RFR: 8330532: Improve line-oriented text parsing in HotSpot
Johan Sjölen
jsjolen at openjdk.org
Mon Apr 22 21:45:30 UTC 2024
On Thu, 18 Apr 2024 03:51:06 GMT, Ioi Lam <iklam at openjdk.org> wrote:
> (This PR is an alternative to https://github.com/openjdk/jdk/pull/18669 with a better API for reading lines of text)
>
> HotSpot has a few cases where information is parsed from a file, or from a memory buffer, one line at a time. Example:
>
> - https://github.com/openjdk/jdk/blob/064628471b83616b4463baa78618d1b7a66d0c7c/src/hotspot/share/cds/classListParser.cpp#L169
> - https://github.com/openjdk/jdk/blob/064628471b83616b4463baa78618d1b7a66d0c7c/src/hotspot/share/compiler/compilerOracle.cpp#L1059-L1066
>
> Common problems:
> - They use a fixed buffer for reading a line, so long (but valid) lines will cause errors.
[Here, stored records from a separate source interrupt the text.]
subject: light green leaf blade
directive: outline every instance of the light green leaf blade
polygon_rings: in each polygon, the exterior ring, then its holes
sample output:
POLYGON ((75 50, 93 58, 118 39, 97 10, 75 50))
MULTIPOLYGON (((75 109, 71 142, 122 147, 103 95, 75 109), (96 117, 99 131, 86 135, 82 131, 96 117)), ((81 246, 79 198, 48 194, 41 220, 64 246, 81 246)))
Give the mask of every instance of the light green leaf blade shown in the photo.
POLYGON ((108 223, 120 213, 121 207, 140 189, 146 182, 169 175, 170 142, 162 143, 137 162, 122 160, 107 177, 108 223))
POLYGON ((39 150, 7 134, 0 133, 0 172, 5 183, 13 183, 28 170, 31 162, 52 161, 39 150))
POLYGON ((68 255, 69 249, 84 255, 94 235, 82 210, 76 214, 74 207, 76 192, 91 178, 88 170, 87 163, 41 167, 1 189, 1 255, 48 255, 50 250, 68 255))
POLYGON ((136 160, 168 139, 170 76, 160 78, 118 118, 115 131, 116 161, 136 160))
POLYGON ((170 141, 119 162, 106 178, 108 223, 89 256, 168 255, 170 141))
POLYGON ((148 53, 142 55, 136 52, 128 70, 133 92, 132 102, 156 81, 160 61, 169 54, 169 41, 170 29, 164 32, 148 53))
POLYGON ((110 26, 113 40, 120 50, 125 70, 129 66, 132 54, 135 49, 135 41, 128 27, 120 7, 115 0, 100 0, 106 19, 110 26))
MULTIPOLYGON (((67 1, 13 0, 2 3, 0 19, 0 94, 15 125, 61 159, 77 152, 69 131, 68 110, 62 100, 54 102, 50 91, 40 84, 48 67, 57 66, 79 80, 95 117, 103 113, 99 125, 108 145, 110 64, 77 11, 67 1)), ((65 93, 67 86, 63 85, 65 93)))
> - There's ad-hoc code that deals with `FILE*` differently than from memory.
>
> This RFE implements a common utility, `inputStream`, for reading lines from different sources of input (see `FileInput` and `MemoryInput`). We fixed only `ClassListParser` and `CompilerOracle` in this RFE, but we can fix other readers in follow-up RFEs.
>
> The API allows other source of input to be implemented. For example, one could implement a `SocketInput` if there's a use case for it.
>
> In the future, `inputStream` can be extended (or encapsulated in a higher-level reader class) to read typed input tokens (for example, integers, strings, etc.)
>
> Credit:
> The `inputStream` class and friends are contributed by @rose00 . See https://mail.openjdk.org/pipermail/hotspot-dev/2024-April/087077.html .
>
> John's original version is in the draft PR https://github.com/openjdk/jdk/pull/18773. In order to minimize the size of this PR, I have kept only the functionalities for reading a line and a time. Other features, such as pushing back contents into the `inputStream`, could be added in follow-up PRs. (These removed features can be found in the commit history of this PR).
Hi,
The general concept of an `inputStream` is very good and I think this is useful, so I'm very happy that this is being added to Hotspot.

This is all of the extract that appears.